League tables will see return of damaging target culture

22 April 2021

National Chair John Apter

National Chair John Apter

The Government must reconsider its plans to introduce league tables which would result in a return to a damaging, target-driven culture.

That is the message of the Police Federation of England and Wales as it was confirmed today (April 22) that the Home Secretary Priti Patel is drawing up plans to rank police forces on their success in cutting serious crime.

Police chiefs have been told they will be measured on six crime types including homicide, serious violence and cybercrime. The Home Office will compare their performance against national benchmarks in what it said was a “relentless focus on cutting crime”.

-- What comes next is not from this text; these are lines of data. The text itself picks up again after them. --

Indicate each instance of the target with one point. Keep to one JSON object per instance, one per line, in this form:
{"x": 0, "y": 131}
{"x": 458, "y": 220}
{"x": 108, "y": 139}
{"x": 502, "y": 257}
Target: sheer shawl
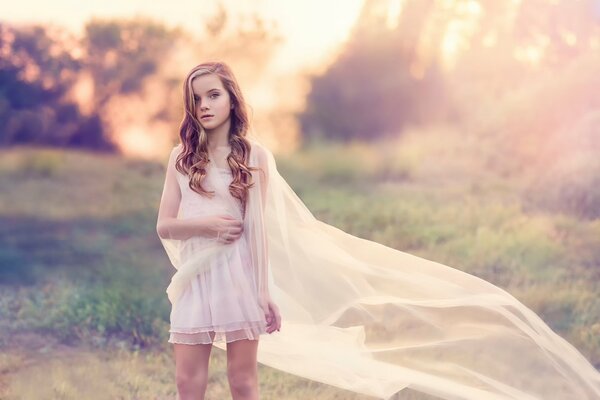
{"x": 375, "y": 320}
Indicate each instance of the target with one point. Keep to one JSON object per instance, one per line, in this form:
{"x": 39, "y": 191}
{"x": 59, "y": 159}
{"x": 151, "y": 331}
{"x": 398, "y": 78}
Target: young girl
{"x": 359, "y": 315}
{"x": 207, "y": 182}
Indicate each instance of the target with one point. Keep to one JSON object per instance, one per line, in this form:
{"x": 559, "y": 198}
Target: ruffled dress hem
{"x": 227, "y": 333}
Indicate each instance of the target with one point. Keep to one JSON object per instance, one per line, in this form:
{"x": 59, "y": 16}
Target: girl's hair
{"x": 193, "y": 159}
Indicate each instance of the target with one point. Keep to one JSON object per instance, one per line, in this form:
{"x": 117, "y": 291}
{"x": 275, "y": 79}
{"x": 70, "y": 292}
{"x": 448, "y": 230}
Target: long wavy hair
{"x": 193, "y": 159}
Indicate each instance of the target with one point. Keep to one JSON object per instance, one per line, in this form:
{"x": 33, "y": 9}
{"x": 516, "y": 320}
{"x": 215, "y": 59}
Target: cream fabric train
{"x": 374, "y": 320}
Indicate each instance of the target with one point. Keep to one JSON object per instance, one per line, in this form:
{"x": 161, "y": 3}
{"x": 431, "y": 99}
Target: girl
{"x": 225, "y": 302}
{"x": 358, "y": 315}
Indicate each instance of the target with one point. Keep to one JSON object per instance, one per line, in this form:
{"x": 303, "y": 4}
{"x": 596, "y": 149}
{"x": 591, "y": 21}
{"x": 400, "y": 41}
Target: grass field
{"x": 83, "y": 274}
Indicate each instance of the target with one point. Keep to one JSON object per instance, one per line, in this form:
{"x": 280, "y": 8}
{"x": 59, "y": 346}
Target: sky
{"x": 312, "y": 29}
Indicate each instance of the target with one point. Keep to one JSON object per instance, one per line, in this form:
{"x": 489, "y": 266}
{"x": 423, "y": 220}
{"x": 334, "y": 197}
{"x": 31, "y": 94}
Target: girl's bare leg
{"x": 242, "y": 369}
{"x": 191, "y": 370}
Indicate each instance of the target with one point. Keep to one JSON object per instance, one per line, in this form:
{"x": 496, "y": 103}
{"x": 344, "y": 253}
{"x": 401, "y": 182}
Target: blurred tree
{"x": 374, "y": 88}
{"x": 37, "y": 68}
{"x": 121, "y": 54}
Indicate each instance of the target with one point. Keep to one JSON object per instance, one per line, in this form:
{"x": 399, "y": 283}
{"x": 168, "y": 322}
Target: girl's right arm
{"x": 168, "y": 226}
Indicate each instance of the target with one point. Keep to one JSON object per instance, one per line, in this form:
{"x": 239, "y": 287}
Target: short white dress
{"x": 221, "y": 303}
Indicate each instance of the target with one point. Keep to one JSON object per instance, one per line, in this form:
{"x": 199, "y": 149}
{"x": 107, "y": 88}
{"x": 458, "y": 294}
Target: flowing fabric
{"x": 374, "y": 320}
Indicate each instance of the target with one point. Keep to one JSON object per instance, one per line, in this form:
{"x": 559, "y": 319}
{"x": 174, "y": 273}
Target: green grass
{"x": 80, "y": 260}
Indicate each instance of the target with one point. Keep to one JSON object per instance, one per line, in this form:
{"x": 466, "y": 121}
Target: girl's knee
{"x": 189, "y": 383}
{"x": 242, "y": 382}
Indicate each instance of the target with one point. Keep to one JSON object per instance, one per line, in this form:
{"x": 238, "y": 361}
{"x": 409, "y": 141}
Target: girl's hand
{"x": 272, "y": 315}
{"x": 225, "y": 228}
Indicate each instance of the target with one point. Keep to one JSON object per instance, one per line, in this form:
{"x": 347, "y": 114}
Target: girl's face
{"x": 211, "y": 98}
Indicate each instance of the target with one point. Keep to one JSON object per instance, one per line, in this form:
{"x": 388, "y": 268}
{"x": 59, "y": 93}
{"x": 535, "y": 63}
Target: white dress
{"x": 221, "y": 303}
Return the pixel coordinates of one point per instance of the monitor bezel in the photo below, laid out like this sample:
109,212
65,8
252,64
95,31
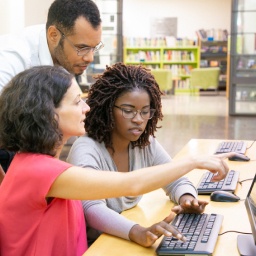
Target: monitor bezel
249,210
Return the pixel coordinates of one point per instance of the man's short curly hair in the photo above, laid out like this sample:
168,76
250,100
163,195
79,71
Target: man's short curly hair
64,13
115,81
27,110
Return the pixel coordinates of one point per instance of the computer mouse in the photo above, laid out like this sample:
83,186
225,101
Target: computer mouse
239,157
224,196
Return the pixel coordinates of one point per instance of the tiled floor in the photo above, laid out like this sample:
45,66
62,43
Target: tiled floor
201,117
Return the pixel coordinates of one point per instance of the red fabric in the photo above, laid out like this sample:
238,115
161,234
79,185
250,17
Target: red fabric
30,226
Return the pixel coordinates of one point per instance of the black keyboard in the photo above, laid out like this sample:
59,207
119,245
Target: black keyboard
231,146
205,186
201,231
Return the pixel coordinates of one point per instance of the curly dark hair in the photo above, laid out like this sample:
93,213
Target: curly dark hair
27,110
64,13
115,81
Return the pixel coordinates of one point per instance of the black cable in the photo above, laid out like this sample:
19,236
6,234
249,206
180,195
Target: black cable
234,231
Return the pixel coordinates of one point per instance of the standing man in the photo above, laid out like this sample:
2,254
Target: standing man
70,38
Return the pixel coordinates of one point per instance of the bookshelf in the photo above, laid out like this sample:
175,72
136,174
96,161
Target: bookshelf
179,58
214,54
242,89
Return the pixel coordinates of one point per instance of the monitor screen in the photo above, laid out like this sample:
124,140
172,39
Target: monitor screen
247,243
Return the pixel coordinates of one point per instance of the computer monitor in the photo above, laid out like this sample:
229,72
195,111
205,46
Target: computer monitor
247,243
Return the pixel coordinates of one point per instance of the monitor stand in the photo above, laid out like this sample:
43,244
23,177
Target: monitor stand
246,245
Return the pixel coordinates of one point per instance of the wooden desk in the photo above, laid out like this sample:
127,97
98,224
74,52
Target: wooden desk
155,206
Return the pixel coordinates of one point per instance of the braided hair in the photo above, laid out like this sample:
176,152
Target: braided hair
115,81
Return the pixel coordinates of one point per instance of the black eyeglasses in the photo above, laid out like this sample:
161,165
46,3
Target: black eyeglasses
130,113
83,51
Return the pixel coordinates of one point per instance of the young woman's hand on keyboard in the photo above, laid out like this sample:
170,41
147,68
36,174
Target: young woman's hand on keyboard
147,236
189,204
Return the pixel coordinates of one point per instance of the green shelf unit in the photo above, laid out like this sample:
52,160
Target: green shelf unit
180,60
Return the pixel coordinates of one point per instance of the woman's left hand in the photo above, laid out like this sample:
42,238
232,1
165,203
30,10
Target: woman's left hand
189,204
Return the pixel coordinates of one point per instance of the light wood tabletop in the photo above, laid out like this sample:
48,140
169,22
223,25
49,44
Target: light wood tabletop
155,206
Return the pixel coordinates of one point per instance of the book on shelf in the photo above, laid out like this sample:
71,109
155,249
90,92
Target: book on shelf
212,34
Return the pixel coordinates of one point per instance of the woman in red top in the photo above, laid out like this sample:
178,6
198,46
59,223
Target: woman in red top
40,207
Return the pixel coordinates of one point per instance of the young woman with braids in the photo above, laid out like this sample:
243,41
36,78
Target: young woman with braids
40,196
125,106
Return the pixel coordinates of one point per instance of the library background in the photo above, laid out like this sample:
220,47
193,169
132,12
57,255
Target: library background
196,46
224,57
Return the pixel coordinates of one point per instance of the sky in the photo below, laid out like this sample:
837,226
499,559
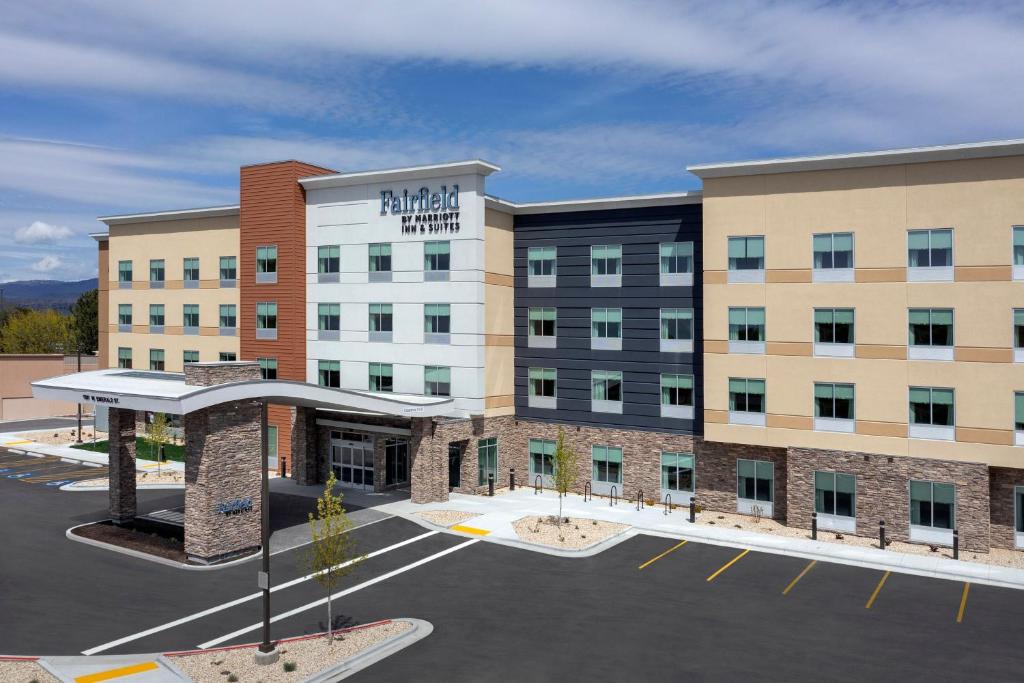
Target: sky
110,107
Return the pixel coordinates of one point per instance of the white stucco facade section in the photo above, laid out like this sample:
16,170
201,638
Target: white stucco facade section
350,217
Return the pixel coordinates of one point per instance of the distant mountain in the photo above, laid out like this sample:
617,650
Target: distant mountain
44,293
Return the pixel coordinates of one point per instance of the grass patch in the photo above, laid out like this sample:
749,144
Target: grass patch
142,450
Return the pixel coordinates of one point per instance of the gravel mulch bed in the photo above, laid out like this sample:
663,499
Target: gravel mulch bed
309,656
997,556
446,517
577,534
25,672
151,544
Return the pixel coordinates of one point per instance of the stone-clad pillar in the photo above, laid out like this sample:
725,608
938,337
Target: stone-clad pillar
122,465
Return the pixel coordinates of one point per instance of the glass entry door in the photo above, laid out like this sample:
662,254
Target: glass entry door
352,463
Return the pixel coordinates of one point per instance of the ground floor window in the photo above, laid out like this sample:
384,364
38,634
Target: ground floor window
607,464
933,504
835,494
677,471
755,480
486,455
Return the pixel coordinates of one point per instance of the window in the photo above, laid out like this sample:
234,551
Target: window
436,260
266,264
747,259
677,396
676,263
677,330
930,334
124,274
157,273
328,263
747,330
436,381
189,272
329,321
267,368
189,318
835,494
437,323
834,407
932,413
543,387
227,319
747,401
381,319
542,266
677,476
329,373
228,270
834,332
606,329
266,319
755,484
381,377
380,262
124,317
486,459
607,468
156,318
833,257
543,325
542,461
606,265
933,505
930,255
606,391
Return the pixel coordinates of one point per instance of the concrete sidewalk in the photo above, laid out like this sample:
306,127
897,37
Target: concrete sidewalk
498,513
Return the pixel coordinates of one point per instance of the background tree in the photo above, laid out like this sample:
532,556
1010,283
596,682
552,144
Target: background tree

Reacting to the news, National Chair of the Police Federation of England and Wales John Apter, warned: “Scrutiny and accountability are already a large part of policing, so these proposals for league tables will herald a return to a damaging, target-driven culture. Mechanisms for holding individuals and forces to account are in place, and we are already amongst the most scrutinised professionals in the world.

My message to Government would be to stop and think before returning to the mistakes of their predecessors. Reintroducing targets in policing would be a damaging and retrograde step. In previous years when they have been used we have seen forces focus on targets to the exclusion of other issues. This is not good for the public and certainly no good for the victims of crime.

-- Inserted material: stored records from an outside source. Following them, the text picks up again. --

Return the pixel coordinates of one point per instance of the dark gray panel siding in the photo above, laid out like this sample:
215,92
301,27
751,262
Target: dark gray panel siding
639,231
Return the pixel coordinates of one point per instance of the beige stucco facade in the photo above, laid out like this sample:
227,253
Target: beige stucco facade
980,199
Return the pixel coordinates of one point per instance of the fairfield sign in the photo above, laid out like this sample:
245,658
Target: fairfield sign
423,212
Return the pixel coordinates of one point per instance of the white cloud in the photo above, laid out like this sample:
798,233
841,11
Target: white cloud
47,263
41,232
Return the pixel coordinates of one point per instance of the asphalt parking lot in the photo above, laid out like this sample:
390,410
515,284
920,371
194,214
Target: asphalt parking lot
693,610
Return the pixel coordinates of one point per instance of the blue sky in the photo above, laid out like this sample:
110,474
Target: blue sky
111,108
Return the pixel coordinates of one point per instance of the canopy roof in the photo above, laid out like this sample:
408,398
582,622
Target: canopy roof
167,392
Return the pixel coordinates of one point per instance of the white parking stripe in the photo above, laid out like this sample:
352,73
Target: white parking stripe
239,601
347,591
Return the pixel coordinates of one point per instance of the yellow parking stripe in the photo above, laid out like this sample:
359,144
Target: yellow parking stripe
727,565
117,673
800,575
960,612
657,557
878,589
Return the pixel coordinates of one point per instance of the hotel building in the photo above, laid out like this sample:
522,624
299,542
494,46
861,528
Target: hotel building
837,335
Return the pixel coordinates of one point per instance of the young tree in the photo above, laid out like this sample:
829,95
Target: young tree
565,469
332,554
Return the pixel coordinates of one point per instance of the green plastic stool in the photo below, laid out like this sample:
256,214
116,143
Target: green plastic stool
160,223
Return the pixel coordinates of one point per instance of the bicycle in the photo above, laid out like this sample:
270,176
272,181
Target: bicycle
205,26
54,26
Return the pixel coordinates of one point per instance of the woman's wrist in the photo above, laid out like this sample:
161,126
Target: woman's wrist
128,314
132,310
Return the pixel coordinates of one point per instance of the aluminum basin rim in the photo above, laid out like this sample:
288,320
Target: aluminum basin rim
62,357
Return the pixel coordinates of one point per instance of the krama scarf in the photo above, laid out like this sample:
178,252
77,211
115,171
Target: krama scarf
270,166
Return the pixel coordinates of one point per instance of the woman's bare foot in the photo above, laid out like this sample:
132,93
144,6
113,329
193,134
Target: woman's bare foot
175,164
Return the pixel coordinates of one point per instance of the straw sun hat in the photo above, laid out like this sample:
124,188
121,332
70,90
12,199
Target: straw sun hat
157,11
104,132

These league tables would also restrict the ability of forces to focus on local issues, because Chief Officers would be chasing targets which were judged on criteria set in Whitehall. If, despite these warnings this is pursued it will fail, and it will be damaging.”

The Federation has been warning against targets in policing for more than a decade.

In 2007, when targets were introduced by the previous Government, we successfully pressed for them to be scrapped after it led to "ludicrous" decisions such as arresting a child for throwing a cucumber slice.